If I try to bluff my understanding, it gets thrown back in my face. “I told you that...(fill in the blank)” I can’t win. I am a people-pleaser and I shrink from confrontations. I would rather walk away from a fight that is brewing than to bother sticking up for myself. Sometimes any reasoning on my part is no match anyway.

The only reason why I know sign language at all is because I went to a self-contained classroom with other Deaf or HOH students. I was fully mainstreamed in 8th grade and high school. I communicated with my family orally. We were not allowed to sign at home. This is because of the oralist or audist view that signing would just hinder our ability to talk. (My parents were told not to learn sign language so we would talk.) I am surprised I was even allowed to sign in school at all. My brother and sister were mainstreamed at a much younger age, so they didn’t retain sign language like I have. Don’t get me wrong, I can communicate with hearing people. My family is hearing. I survive.

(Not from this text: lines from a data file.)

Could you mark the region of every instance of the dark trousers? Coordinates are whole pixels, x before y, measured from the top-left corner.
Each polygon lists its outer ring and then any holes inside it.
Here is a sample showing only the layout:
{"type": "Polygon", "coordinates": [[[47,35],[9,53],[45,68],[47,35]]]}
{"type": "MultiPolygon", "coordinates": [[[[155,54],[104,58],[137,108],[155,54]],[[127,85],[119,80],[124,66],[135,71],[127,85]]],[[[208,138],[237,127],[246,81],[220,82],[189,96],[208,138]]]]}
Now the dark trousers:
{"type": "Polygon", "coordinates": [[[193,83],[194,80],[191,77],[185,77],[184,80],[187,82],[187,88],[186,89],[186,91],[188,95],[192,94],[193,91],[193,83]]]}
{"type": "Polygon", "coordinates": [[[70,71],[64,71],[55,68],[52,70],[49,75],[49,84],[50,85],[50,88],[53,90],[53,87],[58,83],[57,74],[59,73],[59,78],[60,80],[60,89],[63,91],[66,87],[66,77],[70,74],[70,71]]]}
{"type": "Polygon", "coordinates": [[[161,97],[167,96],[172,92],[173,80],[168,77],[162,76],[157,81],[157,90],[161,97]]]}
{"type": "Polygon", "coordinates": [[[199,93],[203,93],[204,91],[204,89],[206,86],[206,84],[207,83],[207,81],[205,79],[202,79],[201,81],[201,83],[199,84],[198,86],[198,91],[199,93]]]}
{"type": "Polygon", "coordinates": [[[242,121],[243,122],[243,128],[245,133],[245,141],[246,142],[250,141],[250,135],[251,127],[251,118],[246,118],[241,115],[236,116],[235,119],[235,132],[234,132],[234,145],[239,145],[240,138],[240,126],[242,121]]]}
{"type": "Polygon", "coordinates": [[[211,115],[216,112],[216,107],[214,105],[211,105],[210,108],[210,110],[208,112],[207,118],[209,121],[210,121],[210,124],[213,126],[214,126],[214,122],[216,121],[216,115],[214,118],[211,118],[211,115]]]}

I wrote a paper for a class titled “Assertive Listening.” One of the things I learned is to repeat as much as what is being said to me as possible so the speaker knows what I heard and fill in the blanks. This saves the speaker’s time so he or she doesn’t have to repeat the whole thing. And if I still can’t understand a word, I would ask that another word be used to replace the misunderstood word. I have been more honest about what I understood. Instead of carrying on like I did, I would say, “I still don’t get it.” Besides, I usually get caught.

Now add low vision. (Please note here that basically the only people I sign to are the interpreters at the local tech college I attend and the occasional fingerspelling by my oldest.) The signer has to be a certain distance from me (Again, if you have been reading prior posts, the “funnel vision” effect.) Sign language is really a visual language of the Deaf. I cannot see signs up close. The hands can be out of my line of vision. I have to remind the signer to sign closer to the body at a certain distance from me. In other words, I have to tell the signer to back up and sign in the upper body region where I could still see facial expressions. I need as much of the visual cues I can get.

When that doesn’t work, most deafblind people use tactile, tracking, or other modes of communication.

When a HOH or Deaf person loses all of his or her sight, then what? One, two, or all three main cues of communication are gone: Verbal, non-verbal (body language), and paralanguage (pitch, volume, and meaning). One cannot shout in a deafblind person’s ear. That does not work. One cannot pass notes to him or her; he or she will not be able to read it. One must put in more effort to communicate with the deafblind person. That includes tactile, tracking, and whatnot. No one wants to be left out. I know I don’t.